More than once she’d let Willi know she’d be willing to do whatever was necessary to help him. Now he’d find out how serious she was. He took her to Lutter & Wegner, the city’s historic
Weinstube,
founded in 1807. He could still taste the first sip of wine he’d had there when he was a kid. Rheinlander, extrasweet.

“The Master Set?” she gulped, downing her schnapps in a single swig.

By law, every lock in Berlin was subject to one of eleven master keys—a full set of which hung on a rack above Komissar Horthstaler’s desk. It would mean staying late. Sneaking into his office. And under any circumstances making sure that set was returned the following morning. No doubt she, too, had heard rumors of guillotines.

“Could I have another schnapps?”

“Sure.
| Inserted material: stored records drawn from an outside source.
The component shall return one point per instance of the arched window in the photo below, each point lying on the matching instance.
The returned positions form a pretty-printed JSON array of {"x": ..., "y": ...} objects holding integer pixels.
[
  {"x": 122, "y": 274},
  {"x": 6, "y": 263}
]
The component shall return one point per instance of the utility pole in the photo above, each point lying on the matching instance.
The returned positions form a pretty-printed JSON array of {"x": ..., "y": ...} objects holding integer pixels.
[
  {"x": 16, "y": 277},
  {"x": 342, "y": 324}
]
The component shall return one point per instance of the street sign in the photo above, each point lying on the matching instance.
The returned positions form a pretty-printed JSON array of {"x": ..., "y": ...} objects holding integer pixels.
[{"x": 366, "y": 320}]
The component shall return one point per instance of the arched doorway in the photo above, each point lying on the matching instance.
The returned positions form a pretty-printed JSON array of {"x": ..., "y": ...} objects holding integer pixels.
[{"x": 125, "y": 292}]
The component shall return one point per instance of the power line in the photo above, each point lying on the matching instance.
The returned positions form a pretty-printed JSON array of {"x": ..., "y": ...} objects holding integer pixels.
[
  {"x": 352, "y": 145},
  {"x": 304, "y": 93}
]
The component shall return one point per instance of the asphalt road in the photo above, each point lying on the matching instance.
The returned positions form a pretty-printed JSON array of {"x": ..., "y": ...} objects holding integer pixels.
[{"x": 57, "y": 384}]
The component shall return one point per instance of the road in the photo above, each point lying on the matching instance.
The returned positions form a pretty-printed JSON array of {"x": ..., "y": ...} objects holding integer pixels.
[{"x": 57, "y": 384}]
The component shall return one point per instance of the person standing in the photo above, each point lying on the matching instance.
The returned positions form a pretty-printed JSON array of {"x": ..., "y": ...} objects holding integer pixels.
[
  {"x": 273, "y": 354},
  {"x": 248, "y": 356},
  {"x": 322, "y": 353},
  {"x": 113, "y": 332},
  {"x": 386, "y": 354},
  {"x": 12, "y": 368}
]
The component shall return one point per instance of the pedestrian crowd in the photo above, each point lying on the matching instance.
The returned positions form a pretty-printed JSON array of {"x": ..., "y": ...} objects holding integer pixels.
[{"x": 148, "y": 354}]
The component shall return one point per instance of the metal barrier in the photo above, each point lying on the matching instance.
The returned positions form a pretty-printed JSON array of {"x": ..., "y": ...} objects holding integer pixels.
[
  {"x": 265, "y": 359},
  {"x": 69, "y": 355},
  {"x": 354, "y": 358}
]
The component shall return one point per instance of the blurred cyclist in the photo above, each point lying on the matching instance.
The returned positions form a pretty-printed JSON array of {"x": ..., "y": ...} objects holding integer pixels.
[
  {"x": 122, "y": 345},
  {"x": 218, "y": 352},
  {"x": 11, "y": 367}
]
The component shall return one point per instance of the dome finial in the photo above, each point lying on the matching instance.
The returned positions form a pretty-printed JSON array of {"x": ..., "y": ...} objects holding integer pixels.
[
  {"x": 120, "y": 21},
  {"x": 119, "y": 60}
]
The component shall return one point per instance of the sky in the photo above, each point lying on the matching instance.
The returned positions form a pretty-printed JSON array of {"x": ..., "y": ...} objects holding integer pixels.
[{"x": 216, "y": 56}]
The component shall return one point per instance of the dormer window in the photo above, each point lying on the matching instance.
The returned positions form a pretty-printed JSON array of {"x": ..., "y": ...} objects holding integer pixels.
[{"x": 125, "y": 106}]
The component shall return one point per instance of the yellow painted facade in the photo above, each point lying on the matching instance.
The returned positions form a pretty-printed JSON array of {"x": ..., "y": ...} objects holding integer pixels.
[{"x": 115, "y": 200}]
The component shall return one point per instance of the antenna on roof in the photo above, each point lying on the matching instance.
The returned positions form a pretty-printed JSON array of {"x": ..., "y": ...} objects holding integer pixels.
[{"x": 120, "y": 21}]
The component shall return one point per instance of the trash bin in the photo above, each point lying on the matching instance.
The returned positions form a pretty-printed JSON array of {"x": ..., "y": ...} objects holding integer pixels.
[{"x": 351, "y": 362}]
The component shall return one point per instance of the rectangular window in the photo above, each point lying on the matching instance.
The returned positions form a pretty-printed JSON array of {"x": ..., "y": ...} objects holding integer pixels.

The whole bottle if you want.”

Ruta lowered her face, slowly shaking her head.

“Willi.” Her eyes turned to him. For a second he could picture her in slinky oriental bloomers kicking her leg in rhythm with thirty other chorus girls at the Wintergarden. “Even without schnapps . . . you know I will.”

Still kicking at forty-nine. He loved this lady.

But what about Kai? Was there a rebel left in him?

Fear worked differently on everyone.

One of the chimps was going ape, banging the wall.

“He wants his swing back.” Kai smiled. “Won’t fight for it though. Chimps never do. Unless”—his smiled faded—“unless they’re absolutely certain of victory. Five or six against one.”